Every five years a constitutional routine is carried out, that of electing the president of India, with a monotonous encore of ruling political establishment of the day seeking a consensus from all parties on a candidate of its choice. The current scenario preceding the presidential election is no different, except for the fact that unlike in the past where both Congress or coalitions had held the reins of power, the ideological divide between the BJP on one side and all opposition parties put together on the other side, indicates that the ruling party would have to bargain really hard to mobilise support for the candidate propped up by it.
It was inevitable that the meeting held by the BJP with the opposition parties to seek their support turned out to be a fiasco since the rejection of a saffron brigade propped candidate was only to be anticipated. Earlier presidential elections had despite initial differences among opposition parties, witnessed either a consensus candidate or the ruling party’s choice being elected. But with all the parties across the political spectrum – except for BJP and its NDA allies- apprehensive of the secular credentials of a candidate selected by the ruling party, the presidential election this time is likely to reflect some interesting precedents.

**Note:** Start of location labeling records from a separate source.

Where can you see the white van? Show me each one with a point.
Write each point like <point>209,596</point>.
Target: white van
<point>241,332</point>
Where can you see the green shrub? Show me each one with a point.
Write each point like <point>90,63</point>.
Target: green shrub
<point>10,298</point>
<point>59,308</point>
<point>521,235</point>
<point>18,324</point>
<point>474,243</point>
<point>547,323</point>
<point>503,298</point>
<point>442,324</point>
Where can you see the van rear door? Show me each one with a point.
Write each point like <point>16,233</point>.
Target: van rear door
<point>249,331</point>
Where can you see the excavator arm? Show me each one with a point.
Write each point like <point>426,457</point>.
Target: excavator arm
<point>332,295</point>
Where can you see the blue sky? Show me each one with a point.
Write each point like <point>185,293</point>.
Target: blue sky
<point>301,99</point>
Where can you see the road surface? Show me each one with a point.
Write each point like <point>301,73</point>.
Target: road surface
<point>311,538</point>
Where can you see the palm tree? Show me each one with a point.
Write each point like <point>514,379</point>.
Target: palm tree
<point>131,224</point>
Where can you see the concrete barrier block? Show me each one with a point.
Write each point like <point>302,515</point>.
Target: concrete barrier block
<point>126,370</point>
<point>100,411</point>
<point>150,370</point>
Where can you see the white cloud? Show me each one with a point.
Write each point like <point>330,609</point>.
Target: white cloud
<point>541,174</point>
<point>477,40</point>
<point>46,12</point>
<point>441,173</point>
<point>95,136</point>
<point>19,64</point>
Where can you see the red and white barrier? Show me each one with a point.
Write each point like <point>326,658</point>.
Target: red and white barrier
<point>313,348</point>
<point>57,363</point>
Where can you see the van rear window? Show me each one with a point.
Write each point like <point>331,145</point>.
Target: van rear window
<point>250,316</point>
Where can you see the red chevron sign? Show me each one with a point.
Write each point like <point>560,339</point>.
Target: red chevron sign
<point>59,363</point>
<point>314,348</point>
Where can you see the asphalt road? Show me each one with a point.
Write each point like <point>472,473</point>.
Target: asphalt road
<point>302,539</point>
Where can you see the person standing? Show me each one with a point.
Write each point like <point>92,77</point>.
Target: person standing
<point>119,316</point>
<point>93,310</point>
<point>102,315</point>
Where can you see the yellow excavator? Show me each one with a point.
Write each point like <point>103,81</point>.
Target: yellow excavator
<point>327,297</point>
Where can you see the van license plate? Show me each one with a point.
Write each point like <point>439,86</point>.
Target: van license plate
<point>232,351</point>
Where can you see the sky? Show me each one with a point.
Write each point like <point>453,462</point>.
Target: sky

So, the big question is would the BJP finally have a candidate of its choice as president? The party would achieve this objective only if it compromises on its ideology? Another pertinent question whether the party has the gumption to ignore the diktats of its more fundamentalist mentors like the RSS and VHP?
In all likelihood, the BJP is going to have a candidate of its choice, but after genuflecting to the opposition and propping up a candidate acceptable to all parties, including its allies in the government. This is the only option with the BJP to bring all the parties on board. Otherwise, the BJP would have a contest on its hands, despite the possibility of the party, in the final analysis, having the numbers in its favour.